La nouvelle loi vise à mettre en place « un équilibre raisonnable entre le devoir de respecter l’intérêt patrimonial du propriétaire et la fonction sociale de la propriété urbaine » (régi à l’article 33 de la Constitution espagnole) tout en respectant le droit à un logement décent et suffisant (protégé par l’article 47 de la Constitution espagnole).

Pour justifier l’existence de cet équilibre, l’exposé des motifs de la loi précise que « la jurisprudence constitutionnelle a rappelé que le contenu essentiel de la propriété immobilière exige de concilier le droit du propriétaire à recevoir un profit économique raisonnable pour ses actifs, garanti par cette loi, avec l’accomplissement de la fonction sociale du bien destiné au logement,ce qui peut impliquer l’imposition de conditions et de restrictions adaptées à la nature de ladite fonction sociale établie par la Constitution ».

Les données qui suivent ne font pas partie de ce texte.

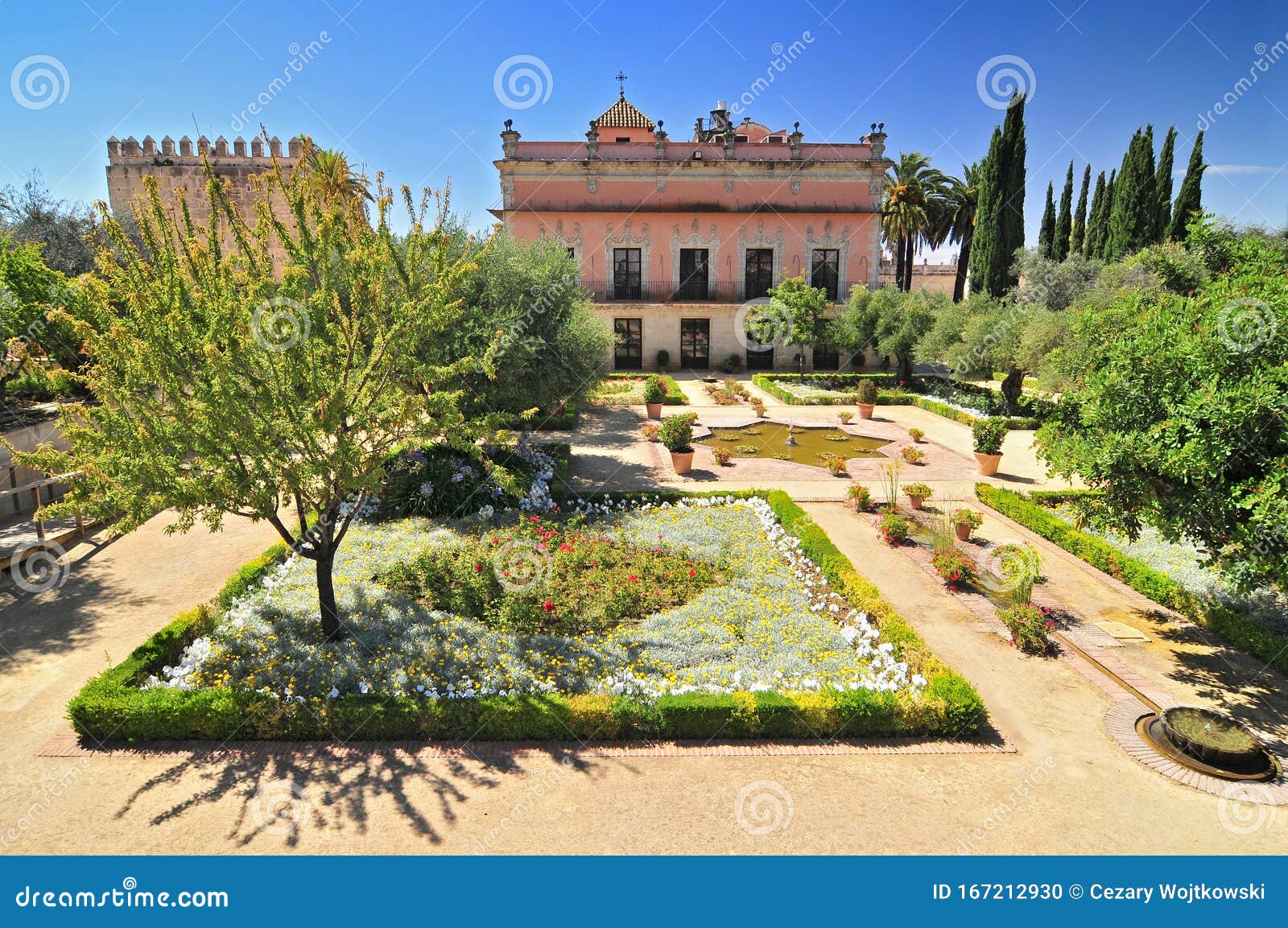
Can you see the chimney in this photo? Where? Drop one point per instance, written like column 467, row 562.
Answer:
column 660, row 141
column 510, row 141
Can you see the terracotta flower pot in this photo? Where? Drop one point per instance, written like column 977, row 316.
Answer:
column 989, row 464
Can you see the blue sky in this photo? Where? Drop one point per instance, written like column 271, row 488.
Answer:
column 410, row 88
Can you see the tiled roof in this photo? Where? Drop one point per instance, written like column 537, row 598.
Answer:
column 624, row 115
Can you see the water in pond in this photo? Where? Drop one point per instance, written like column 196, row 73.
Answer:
column 770, row 440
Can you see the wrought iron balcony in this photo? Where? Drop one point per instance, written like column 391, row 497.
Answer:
column 688, row 291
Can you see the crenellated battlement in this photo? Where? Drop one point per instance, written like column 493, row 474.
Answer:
column 132, row 152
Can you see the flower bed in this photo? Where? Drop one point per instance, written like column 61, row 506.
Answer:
column 1236, row 627
column 628, row 389
column 777, row 636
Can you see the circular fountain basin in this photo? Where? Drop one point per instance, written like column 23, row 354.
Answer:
column 1208, row 741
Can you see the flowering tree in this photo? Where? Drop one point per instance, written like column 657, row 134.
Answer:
column 229, row 386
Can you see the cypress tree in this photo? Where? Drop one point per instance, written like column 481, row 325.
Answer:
column 1064, row 223
column 1079, row 234
column 1000, row 212
column 1189, row 202
column 1103, row 251
column 1046, row 233
column 1135, row 212
column 1096, row 221
column 1163, row 186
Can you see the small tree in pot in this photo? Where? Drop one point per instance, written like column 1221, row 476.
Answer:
column 989, row 434
column 866, row 398
column 676, row 434
column 654, row 394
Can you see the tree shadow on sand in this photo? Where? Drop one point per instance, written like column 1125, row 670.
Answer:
column 283, row 790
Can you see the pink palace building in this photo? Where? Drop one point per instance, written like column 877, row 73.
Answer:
column 674, row 238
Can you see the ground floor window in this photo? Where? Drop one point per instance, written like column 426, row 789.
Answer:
column 629, row 344
column 828, row 358
column 696, row 344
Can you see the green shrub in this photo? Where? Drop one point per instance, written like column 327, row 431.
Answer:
column 989, row 435
column 1233, row 627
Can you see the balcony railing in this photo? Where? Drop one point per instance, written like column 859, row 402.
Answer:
column 689, row 291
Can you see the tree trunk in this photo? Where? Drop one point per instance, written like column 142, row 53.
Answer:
column 963, row 266
column 1011, row 389
column 326, row 597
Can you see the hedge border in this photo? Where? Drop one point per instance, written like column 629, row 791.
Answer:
column 889, row 398
column 674, row 394
column 1233, row 627
column 113, row 708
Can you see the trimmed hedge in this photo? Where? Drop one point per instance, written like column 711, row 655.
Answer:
column 1236, row 629
column 674, row 394
column 113, row 707
column 895, row 397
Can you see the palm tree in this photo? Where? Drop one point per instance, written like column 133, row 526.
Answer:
column 332, row 176
column 911, row 212
column 959, row 217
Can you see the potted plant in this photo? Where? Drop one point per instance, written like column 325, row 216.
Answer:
column 989, row 434
column 918, row 494
column 676, row 434
column 966, row 520
column 654, row 394
column 866, row 398
column 860, row 497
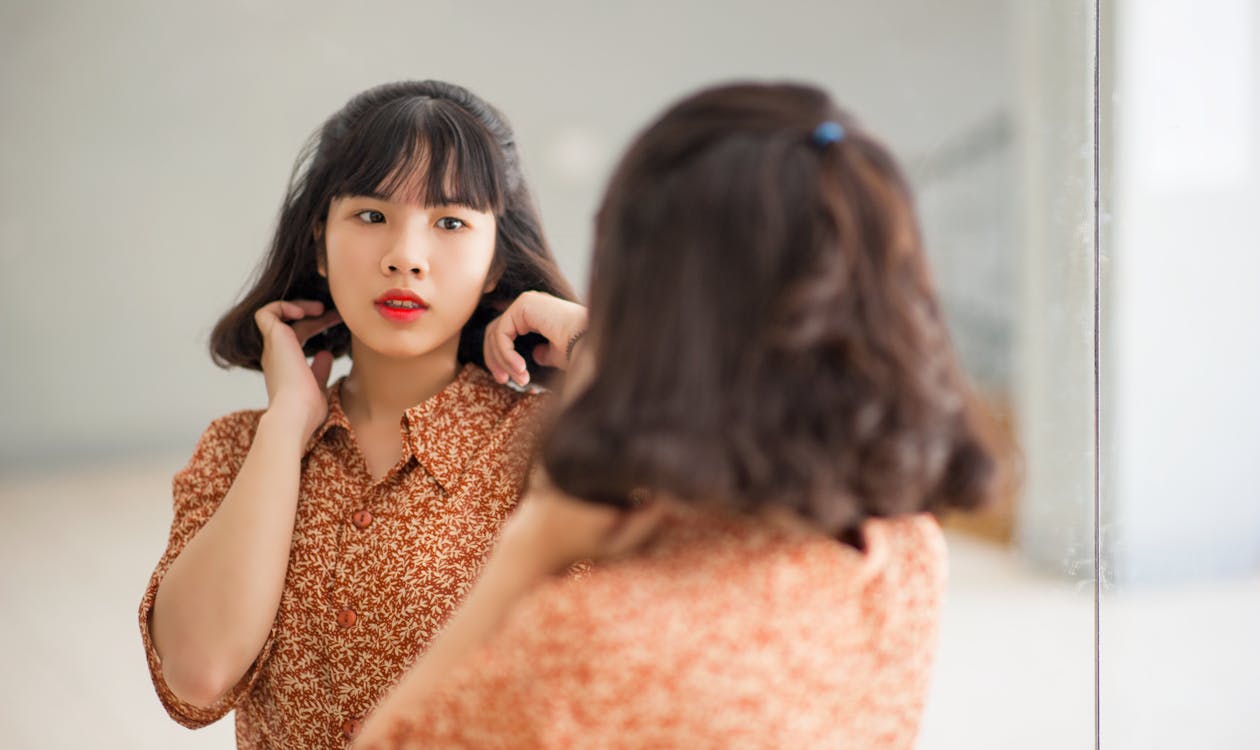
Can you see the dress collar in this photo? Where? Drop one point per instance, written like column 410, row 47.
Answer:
column 445, row 431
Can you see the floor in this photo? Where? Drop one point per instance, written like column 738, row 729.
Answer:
column 1181, row 667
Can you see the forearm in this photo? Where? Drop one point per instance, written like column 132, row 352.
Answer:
column 217, row 603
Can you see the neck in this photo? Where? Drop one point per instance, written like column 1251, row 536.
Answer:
column 383, row 387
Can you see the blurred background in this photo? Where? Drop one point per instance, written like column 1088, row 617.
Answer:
column 146, row 148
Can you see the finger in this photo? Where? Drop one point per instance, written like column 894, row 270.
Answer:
column 493, row 361
column 500, row 347
column 305, row 329
column 299, row 309
column 546, row 356
column 321, row 367
column 285, row 310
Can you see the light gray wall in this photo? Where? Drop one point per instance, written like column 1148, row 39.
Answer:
column 146, row 146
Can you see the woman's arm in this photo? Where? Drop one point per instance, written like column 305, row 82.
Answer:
column 218, row 600
column 547, row 533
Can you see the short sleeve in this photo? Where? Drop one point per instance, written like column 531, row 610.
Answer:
column 198, row 489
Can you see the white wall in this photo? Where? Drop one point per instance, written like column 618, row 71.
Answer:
column 146, row 148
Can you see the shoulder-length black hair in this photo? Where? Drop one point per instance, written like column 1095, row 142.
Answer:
column 764, row 325
column 376, row 144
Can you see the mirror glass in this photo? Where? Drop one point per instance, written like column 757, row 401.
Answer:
column 146, row 150
column 1181, row 487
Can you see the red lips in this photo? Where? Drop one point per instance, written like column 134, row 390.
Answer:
column 401, row 305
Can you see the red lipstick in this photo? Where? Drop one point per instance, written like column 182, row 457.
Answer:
column 400, row 305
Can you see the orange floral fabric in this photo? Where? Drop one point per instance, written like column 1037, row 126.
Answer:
column 376, row 567
column 721, row 634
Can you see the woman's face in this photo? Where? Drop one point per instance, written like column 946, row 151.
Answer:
column 406, row 277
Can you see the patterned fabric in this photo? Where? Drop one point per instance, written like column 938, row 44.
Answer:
column 376, row 567
column 723, row 634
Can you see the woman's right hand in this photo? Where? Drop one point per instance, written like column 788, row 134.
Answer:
column 296, row 390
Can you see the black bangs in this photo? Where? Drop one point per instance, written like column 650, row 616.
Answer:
column 455, row 156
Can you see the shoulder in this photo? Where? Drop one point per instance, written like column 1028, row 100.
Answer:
column 507, row 407
column 909, row 548
column 224, row 443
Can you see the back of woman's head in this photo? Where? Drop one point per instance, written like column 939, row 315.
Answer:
column 764, row 329
column 423, row 141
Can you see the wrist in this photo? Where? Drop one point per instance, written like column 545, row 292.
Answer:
column 282, row 419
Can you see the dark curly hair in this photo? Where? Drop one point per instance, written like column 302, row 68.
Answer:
column 764, row 328
column 373, row 145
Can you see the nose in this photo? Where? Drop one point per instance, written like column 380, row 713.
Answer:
column 407, row 253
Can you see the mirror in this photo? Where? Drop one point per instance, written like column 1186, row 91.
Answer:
column 1181, row 506
column 148, row 150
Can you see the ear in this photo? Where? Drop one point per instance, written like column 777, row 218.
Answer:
column 320, row 251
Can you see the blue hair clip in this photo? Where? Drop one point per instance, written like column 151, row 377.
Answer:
column 827, row 134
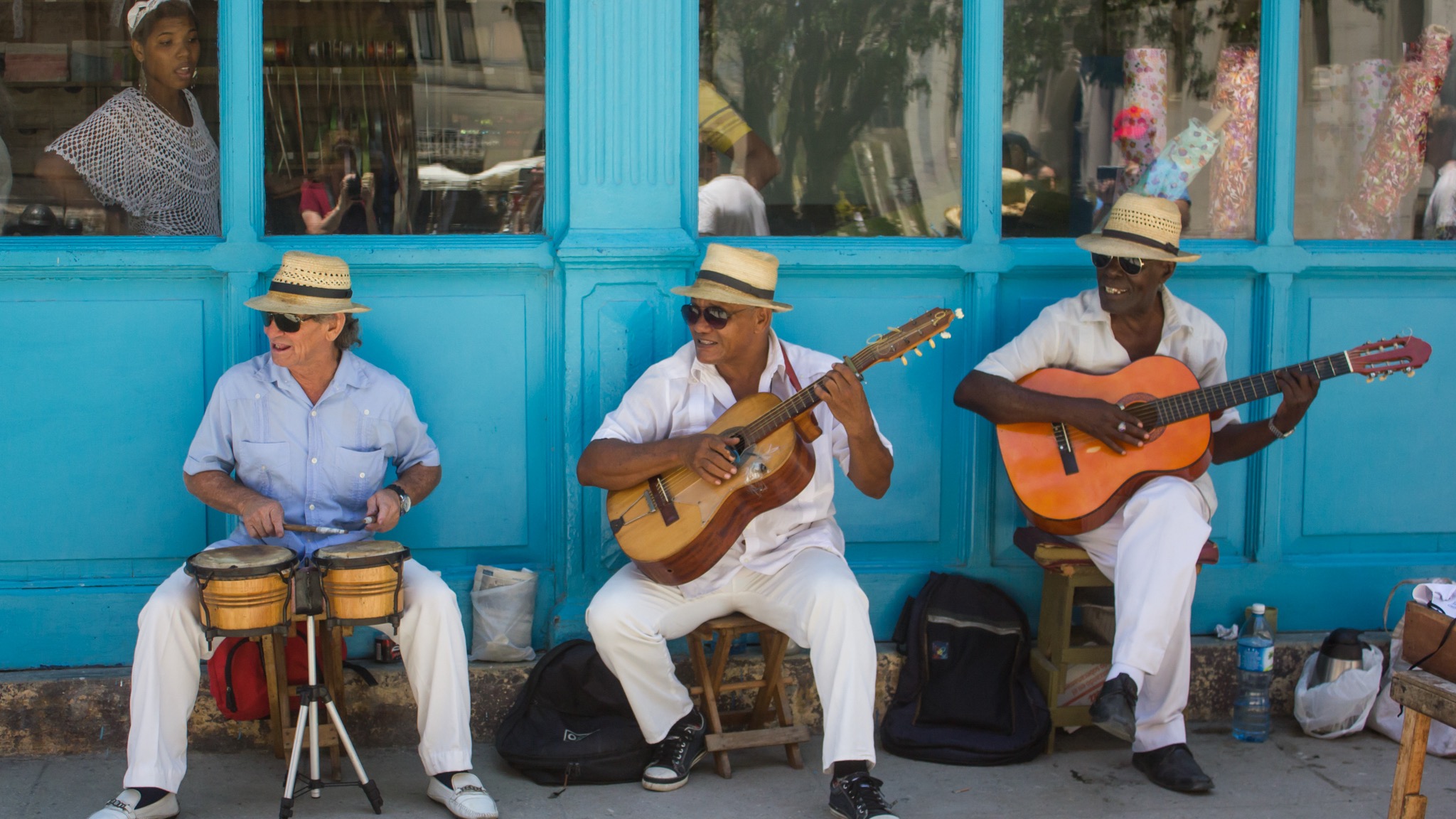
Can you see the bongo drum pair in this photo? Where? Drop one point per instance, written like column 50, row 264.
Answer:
column 248, row 591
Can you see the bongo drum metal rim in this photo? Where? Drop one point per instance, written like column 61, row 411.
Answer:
column 283, row 563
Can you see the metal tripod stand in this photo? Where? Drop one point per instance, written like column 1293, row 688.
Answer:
column 309, row 601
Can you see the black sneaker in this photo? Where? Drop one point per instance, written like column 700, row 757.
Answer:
column 857, row 796
column 675, row 756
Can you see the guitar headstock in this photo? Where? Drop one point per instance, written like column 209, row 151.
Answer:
column 911, row 336
column 1379, row 359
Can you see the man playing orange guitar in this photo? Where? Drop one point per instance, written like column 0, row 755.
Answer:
column 788, row 570
column 1152, row 542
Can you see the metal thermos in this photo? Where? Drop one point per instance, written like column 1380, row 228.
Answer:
column 1340, row 652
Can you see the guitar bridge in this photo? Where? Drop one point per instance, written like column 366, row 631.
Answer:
column 1069, row 456
column 658, row 498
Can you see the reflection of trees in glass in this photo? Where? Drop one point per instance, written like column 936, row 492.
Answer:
column 1040, row 31
column 825, row 68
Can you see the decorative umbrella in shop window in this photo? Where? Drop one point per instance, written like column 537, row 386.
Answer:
column 1181, row 159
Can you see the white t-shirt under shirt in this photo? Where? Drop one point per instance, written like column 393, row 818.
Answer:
column 730, row 206
column 683, row 397
column 1076, row 334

Cependant, cette loi pourrait être contraire à la doctrine de la Cour européenne des droits de l’homme qui, conformément à l’art. 1 du Protocole, établit un principe de « juste équilibre » entre les exigences de l’intérêt général et la protection des droits de propriété, selon lequel l’État ne peut imposer de charges excessives et disproportionnées aux propriétaires (entre autres, affaire UTTEN-CZAPSKA c. Pologne, 19 juin 2006)

D’autre part, la loi pourrait entraîner une invasion des pouvoirs de l’État :

Comme le prévoit la troisième disposition finale, la loi est édictée dans le cadre de l’exercice de deux pouvoirs de la Generalitat de Catalunya : en matière de droit civil et en matière de logement établis respectivement par les articles 129 et 137 de l’Estatut d’Autonomia de Catalunya (EAC), ainsi qu’en matière de règles de procédure spécifiques qui découlent des particularités du droit matériel de la Catalogne, conformément à l’art. 130 EAC.

Cependant, le Consell de Garanties Estatutàries de Catalunya, dans son avis 7/2020, considère que la plupart des dispositions de la loi ne sont pas liées au statut d’autonomie de la Catalogne et violent la Constitution espagnole, en termes de compétence de l’État en matière de législation de base des obligations contractuelles, notamment quant aux baux d’habitation.

Ainsi, il faudra être attentif à la jurisprudence constitutionnelle qui est dictée à propos de cette loi afin de voir dans quelle mesure elle s’adapte au contenu essentiel du droit de propriété, et à l’étendue des compétences contenues dans le statut d’autonomie de la Catalogne.